In [None]:
# import libraries
import pandas as pd
import plotly.express as px
import plotly.figure_factory as ff
import seaborn as sns
import matplotlib.pyplot as plt
import numpy as np
import math

In [None]:
# load dataset
f1Stats=pd.read_csv(r'..\Dataset\F1Stats.csv');
#convert the fastest lap time to seconds 
def convert_to_seconds(time_str):
    try:
        if pd.isna(time_str):
            return None
        parts = time_str.strip().split(':')
        if len(parts) == 2:
            minutes = int(parts[0])
            seconds = float(parts[1])
            return minutes * 60 + seconds
        elif len(parts) == 1:
            return float(parts[0])  # Already in seconds
    except:
        return None

f1Stats['fastest_lap_time_sec'] = f1Stats['fastest_lap_time_sec'].apply(convert_to_seconds)
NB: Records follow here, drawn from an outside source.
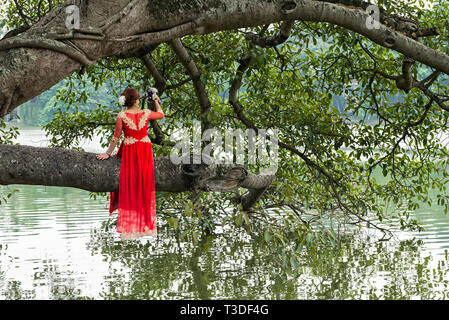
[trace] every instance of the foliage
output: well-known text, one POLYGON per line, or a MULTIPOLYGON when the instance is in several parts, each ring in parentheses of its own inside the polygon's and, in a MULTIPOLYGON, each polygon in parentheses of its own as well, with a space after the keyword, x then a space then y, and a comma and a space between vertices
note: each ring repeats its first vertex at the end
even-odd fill
MULTIPOLYGON (((384 5, 389 13, 437 26, 442 36, 424 38, 423 43, 449 54, 445 22, 449 4, 434 1, 433 10, 425 10, 411 5, 415 2, 384 5)), ((7 16, 10 28, 24 23, 12 3, 7 16)), ((275 35, 279 24, 271 27, 265 36, 275 35)), ((297 22, 289 39, 277 47, 249 46, 243 32, 261 30, 192 35, 182 42, 201 72, 211 102, 207 119, 223 131, 246 129, 228 101, 228 91, 241 59, 253 57, 238 99, 256 127, 278 129, 283 147, 276 181, 250 213, 232 206, 225 210, 232 204, 229 194, 204 193, 195 204, 189 202, 188 193, 158 194, 158 206, 170 227, 193 242, 202 230, 241 227, 280 261, 295 267, 296 255, 304 247, 335 243, 361 226, 383 234, 391 222, 421 230, 410 211, 420 202, 431 203, 431 190, 447 212, 448 150, 441 138, 447 134, 448 113, 436 103, 428 104, 420 90, 406 94, 382 76, 401 74, 401 55, 329 23, 297 22), (346 105, 336 96, 345 96, 346 105), (376 172, 385 179, 376 180, 376 172)), ((151 56, 171 87, 162 95, 167 116, 159 122, 171 140, 180 129, 189 129, 192 119, 202 117, 201 108, 192 81, 183 82, 188 76, 171 47, 162 43, 151 56)), ((420 63, 412 68, 418 80, 432 71, 420 63)), ((448 77, 440 75, 430 89, 447 94, 447 83, 448 77)), ((44 126, 54 137, 52 145, 76 148, 80 138, 95 134, 106 146, 121 90, 133 86, 142 92, 149 85, 154 85, 151 74, 137 58, 102 58, 86 68, 83 77, 72 75, 47 102, 65 107, 44 126), (109 92, 111 100, 102 100, 99 92, 109 92)), ((51 118, 50 109, 43 121, 51 118)), ((154 146, 156 156, 168 156, 170 150, 154 146)), ((257 172, 259 165, 248 168, 257 172)))

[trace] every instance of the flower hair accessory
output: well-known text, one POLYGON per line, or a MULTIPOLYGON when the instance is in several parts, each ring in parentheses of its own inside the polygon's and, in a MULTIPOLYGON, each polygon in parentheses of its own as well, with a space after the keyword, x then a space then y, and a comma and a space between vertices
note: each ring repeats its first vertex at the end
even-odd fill
POLYGON ((120 98, 118 98, 118 103, 120 103, 121 106, 124 106, 125 102, 126 102, 125 96, 120 96, 120 98))
POLYGON ((156 88, 148 88, 146 97, 149 101, 154 101, 158 97, 158 93, 159 91, 156 88))

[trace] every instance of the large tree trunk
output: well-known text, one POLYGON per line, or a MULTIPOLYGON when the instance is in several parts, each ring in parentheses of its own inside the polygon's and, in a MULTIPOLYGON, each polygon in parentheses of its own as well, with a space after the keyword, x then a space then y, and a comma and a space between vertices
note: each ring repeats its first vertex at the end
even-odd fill
MULTIPOLYGON (((193 160, 194 157, 197 156, 189 155, 188 163, 198 162, 193 160)), ((120 163, 120 158, 116 157, 98 160, 95 153, 90 152, 0 144, 0 185, 33 184, 92 192, 118 191, 120 163)), ((239 199, 245 210, 249 210, 261 191, 274 180, 274 175, 255 175, 234 164, 176 165, 169 157, 163 157, 156 158, 154 165, 157 191, 227 192, 238 187, 248 188, 248 194, 239 199)))
POLYGON ((0 41, 0 117, 49 89, 81 66, 93 64, 101 57, 144 53, 150 45, 188 34, 205 34, 291 19, 330 22, 345 27, 449 74, 449 57, 445 54, 385 26, 368 28, 368 15, 364 10, 323 1, 79 2, 80 30, 69 30, 65 26, 65 7, 74 3, 67 1, 26 32, 0 41))

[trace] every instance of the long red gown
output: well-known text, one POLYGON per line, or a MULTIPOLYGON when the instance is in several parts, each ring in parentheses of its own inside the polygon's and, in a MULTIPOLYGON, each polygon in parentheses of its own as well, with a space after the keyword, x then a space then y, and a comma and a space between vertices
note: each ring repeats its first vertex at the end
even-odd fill
POLYGON ((109 214, 118 209, 117 232, 122 239, 157 235, 154 161, 147 124, 164 114, 144 109, 121 111, 117 116, 113 140, 124 139, 116 157, 121 157, 118 192, 109 193, 109 214))

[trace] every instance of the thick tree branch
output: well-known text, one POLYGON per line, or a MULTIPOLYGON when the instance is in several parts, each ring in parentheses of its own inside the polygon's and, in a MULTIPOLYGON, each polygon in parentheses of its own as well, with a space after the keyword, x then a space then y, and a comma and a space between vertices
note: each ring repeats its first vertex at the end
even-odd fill
MULTIPOLYGON (((29 39, 33 36, 42 38, 52 29, 65 28, 64 7, 71 3, 68 1, 51 10, 29 30, 20 34, 21 39, 29 39)), ((368 14, 364 10, 329 2, 219 0, 187 5, 174 0, 165 0, 163 5, 161 5, 162 2, 159 5, 150 5, 148 0, 132 2, 117 0, 115 4, 119 9, 114 9, 116 12, 111 12, 111 8, 105 5, 104 1, 91 0, 80 3, 81 21, 84 21, 85 24, 83 28, 103 32, 102 35, 92 34, 92 39, 85 39, 87 35, 84 34, 83 39, 71 40, 74 48, 88 57, 87 64, 102 57, 119 55, 188 34, 206 34, 280 21, 300 20, 339 25, 359 33, 381 46, 449 74, 449 56, 426 47, 404 35, 401 33, 402 31, 395 31, 382 24, 378 29, 368 28, 366 26, 368 14), (132 7, 129 7, 131 3, 132 7), (105 20, 105 16, 119 16, 120 18, 105 20)), ((0 43, 15 38, 17 37, 2 40, 0 43)), ((10 45, 9 42, 8 45, 10 45)), ((0 116, 39 95, 83 65, 79 59, 73 59, 63 52, 54 51, 51 45, 46 50, 5 49, 0 51, 0 61, 0 74, 2 75, 0 78, 0 116)))
MULTIPOLYGON (((157 191, 228 192, 238 187, 264 188, 271 184, 268 181, 273 178, 252 174, 243 166, 233 164, 176 165, 168 157, 157 158, 154 162, 157 191)), ((117 191, 120 163, 120 158, 116 157, 98 160, 90 152, 0 144, 0 185, 31 184, 92 192, 117 191)))

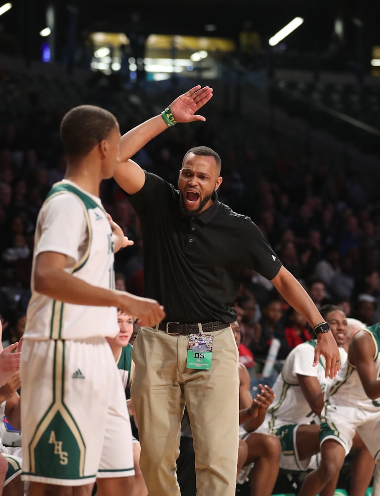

# get all the numerical columns
numerical = ['grid_position', 'final_position', 'fastest_lap_time_sec','avg_speed','pitstop_time_sec','total_laps',]
#ensure all numerical values are numeric
for col in numerical:
    f1Stats[col] = f1Stats[col].astype(str).str.strip()              # Remove whitespace
    f1Stats[col] = pd.to_numeric(f1Stats[col], errors='coerce')      # Convert to float with NaNs



# Exploratory Data Analysis


In [None]:
# basic info 
print("Columns:", f1Stats.columns) # displays the column names
print("Information:") 
print(f1Stats.info()) #displays dataset information         
print("Summary Statistics (Numerical):")
print(f1Stats.describe().T)# displays stats for numeric columns
print("Missing Values:", f1Stats.isnull().sum().sum()) #displays the total empty values

In [None]:
#numerical
n_cols = 6
n_rows_num = (len(numerical) + n_cols - 1) // n_cols 
fig, axes = plt.subplots(n_rows_num, n_cols, figsize=(15, 5 * n_rows_num))
axes = axes.flatten()

# histograms for numerical features
for idx, feature in enumerate(numerical):
    sns.histplot(f1Stats[feature], bins=20, ax=axes[idx])
    axes[idx].set_title(f'Histogram of {feature}')
    axes[idx].set_xlabel(feature)
    axes[idx].set_ylabel('Count')
# removes empty subplots
for i in range(len(numerical), len(axes)):
    fig.delaxes(axes[i])
plt.tight_layout()
# plt.savefig('numerical_histograms.png', dpi=300, bbox_inches='tight') # saves pic used for report
plt.show()
plt.close()

In [None]:
n = len(numerical)
cols = 2
rows = math.ceil(n / cols)

# Create figure and axes
fig, axes = plt.subplots(rows, cols, figsize=(12, rows * 4))
axes = axes.flatten()
# boxplots for numerical features
for idx, feature in enumerate(numerical):
    sns.boxplot(y=f1Stats[feature], ax=axes[idx], color='skyblue')
    axes[idx].set_title(f'Boxplot of {feature}')
    axes[idx].set_xlabel('')
    axes[idx].set_ylabel(feature)

# Remove unused subplots
for i in range(len(numerical), len(axes)):
    fig.delaxes(axes[i])

plt.tight_layout()
# plt.savefig('numerical_histograms.png', dpi=300, bbox_inches='tight') # saves pic used for report
plt.show()
plt.close()

In [None]:
#correlation heatmaps
corr = f1Stats.corr(numeric_only=True)
sns.heatmap(corr, annot=True, cmap="coolwarm")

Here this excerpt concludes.